Dalam konteks buku ini, saya melihat perjalanan Ibu Neng Dara menuju subjek yang utuh. Berawal dari objek hukum keluarga hingga ketika ia menginginkan hak untuk menentukan jalan hidupnya. Semua ia lalui untuk mendapat kedaulatan atas dirnya. Sifat ayahnya yang cenderung antagonis, kesannya menjadi luluh dan peduli terhadap pendiriannya. Keteganganpun mencair dan proses memahami berjalan baik antara ia dan ayahnya. Selain itu, proses penghormatan atas ketauladanan neneknya menambah teguh ia untuk meraih subjektivitasnya secara untuh. ia berusaha menjadi subjek yang religius sekaligus subjek yang feminis. Tentunya ini menjadi proses yang penuh gejolak emosi dan intelektual yang sengit.
Sebenarnya buku ini nyaman untuk dibaca dan dipahami terlebih mahasiswa sosiologi yang memang sangat beririsan mengenai tema bacaan tersebut. namun dilain aspek saya rasa di dalam buku ini hanya ditonjolkan sebuah identitas keperempuan dan keislamannya.
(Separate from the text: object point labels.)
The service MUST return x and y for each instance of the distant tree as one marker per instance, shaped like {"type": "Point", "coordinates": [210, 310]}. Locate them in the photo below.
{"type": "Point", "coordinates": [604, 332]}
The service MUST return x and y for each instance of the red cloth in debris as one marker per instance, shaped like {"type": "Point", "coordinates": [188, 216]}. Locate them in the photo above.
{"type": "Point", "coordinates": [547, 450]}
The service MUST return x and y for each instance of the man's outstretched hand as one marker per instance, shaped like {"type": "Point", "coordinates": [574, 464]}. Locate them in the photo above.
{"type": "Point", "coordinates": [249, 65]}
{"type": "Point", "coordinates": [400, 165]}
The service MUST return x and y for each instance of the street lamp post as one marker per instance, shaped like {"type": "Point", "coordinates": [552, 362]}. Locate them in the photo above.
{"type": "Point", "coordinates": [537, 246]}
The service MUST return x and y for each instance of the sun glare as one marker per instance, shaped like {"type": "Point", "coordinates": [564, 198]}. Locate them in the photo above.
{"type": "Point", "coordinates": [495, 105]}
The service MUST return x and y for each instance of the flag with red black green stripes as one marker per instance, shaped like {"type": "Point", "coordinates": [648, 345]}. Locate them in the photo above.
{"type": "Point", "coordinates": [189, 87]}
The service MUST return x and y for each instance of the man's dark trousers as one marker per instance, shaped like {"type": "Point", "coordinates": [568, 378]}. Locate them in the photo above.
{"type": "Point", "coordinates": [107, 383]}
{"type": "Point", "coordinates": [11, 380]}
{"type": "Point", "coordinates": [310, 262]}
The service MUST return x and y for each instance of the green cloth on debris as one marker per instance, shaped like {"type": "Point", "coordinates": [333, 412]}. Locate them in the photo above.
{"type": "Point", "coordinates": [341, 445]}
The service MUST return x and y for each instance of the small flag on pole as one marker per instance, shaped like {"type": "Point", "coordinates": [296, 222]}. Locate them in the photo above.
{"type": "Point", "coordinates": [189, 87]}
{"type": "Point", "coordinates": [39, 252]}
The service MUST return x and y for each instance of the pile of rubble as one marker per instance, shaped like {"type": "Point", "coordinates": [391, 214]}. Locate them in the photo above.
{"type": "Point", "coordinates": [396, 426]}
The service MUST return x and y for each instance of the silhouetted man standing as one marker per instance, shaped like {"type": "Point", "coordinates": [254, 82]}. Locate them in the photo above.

Untuk bab identitas etnisitas dan kebangsaan kurang terlalu dibahas mendalam menyerupai goresan pena identitas wanita dan keislaman. Terlepas dari kekurangan dan kelebihan, saya menilai buku ini baik untuk dikonsumsi oleh muslimah di Indonesia. Buku ini, memperlihatkan solusi yang kongkret perihal posisi wanita dalam islam, kritis terhadap teks-teks agama, dan menginspirasi wanita biar terangkat dari posisi yang subordinat. Sehingga, sebagai mayoritas, Muslimah Indonesia sanggup membawa kehidupan wanita ke arah yang lebih baik.